Business @ AsiaOne

Some risks, but online ads yet to be fully exploited

The Web offers companies an unprecedented opportunity to get closer to their customers - but there are risks.
Chua Hian Hou

Thu, Nov 15, 2007
The Straits Times

THE Web offers companies an unprecedented opportunity to get closer to their customers - but there are risks.

Technological advances in online tracking allow companies to tell where Internet users are surfing, said Internet giant Google's vice-president for Asia-Pacific and Latin America operations, Ms Sukhinder Singh Cassidy.

This means that companies can customise the type of online advertisement each user gets, depending on his location.

For instance, instead of displaying a generic advertisement boasting of its top-notch shirts, a clothing chain that knows where the user is surfing can instead display an ad highlighting promotions on offer at the store closest to him.

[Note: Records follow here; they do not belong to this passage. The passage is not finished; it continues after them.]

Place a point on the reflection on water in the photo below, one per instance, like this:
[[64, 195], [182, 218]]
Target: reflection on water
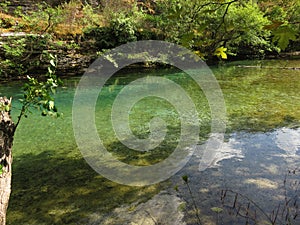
[[53, 184], [253, 164], [288, 140]]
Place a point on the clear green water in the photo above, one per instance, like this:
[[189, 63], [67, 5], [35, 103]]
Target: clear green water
[[52, 184]]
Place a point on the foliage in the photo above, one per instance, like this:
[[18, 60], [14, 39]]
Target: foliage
[[122, 28], [206, 26], [21, 54], [38, 94], [285, 24]]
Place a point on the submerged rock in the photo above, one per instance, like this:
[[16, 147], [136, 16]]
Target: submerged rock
[[163, 208]]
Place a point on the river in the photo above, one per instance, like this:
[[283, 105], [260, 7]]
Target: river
[[53, 184]]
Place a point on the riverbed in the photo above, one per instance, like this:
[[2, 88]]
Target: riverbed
[[53, 184]]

Ms Singh, who is based in the United States, spoke from the sidelines of the Global Entrepolis conference at the Suntec Convention Centre on Tuesday, where she was one of the speakers.

She said companies looking for marketing opportunities have yet to exploit fully the popularity of social networking sites such as Facebook and Friendster.

A sports goods firm, for instance, could build a voting application that allows sports fans on social networking sites to vote for their favourite sports personalities. Such applications, she said, work as a highly effective branding tool.

A truly brave organisation willing to take some risks could reap even greater rewards, she said.

Earlier this year, food company Heinz invited tomato sauce lovers to upload home-made television commercials about why they loved the condiment onto video-sharing site YouTube.

The saucy hook: Heinz will pay for an ad campaign featuring the best home-made video. By the time Heinz stopped accepting entries in August, it had attracted more than 8,000 entries, from monologues to animated cartoons. It is launching a follow-up campaign starting next month.

While this was a runaway success for Heinz, a similar campaign by a carmaker was an unmitigated disaster: It got a host of sarcastic video 'commercials' mocking its cars, instead of the bouquets it expected.

For now, she said, companies not prepared to handle such 'honesty' can stick with safer, more traditional online campaigns.

But the day will come, she warned, when companies will have no choice but to deal with the 'challenge' of such an 'uncontrollable' medium, because the next generation is a 'very vocal, very tech-savvy' one.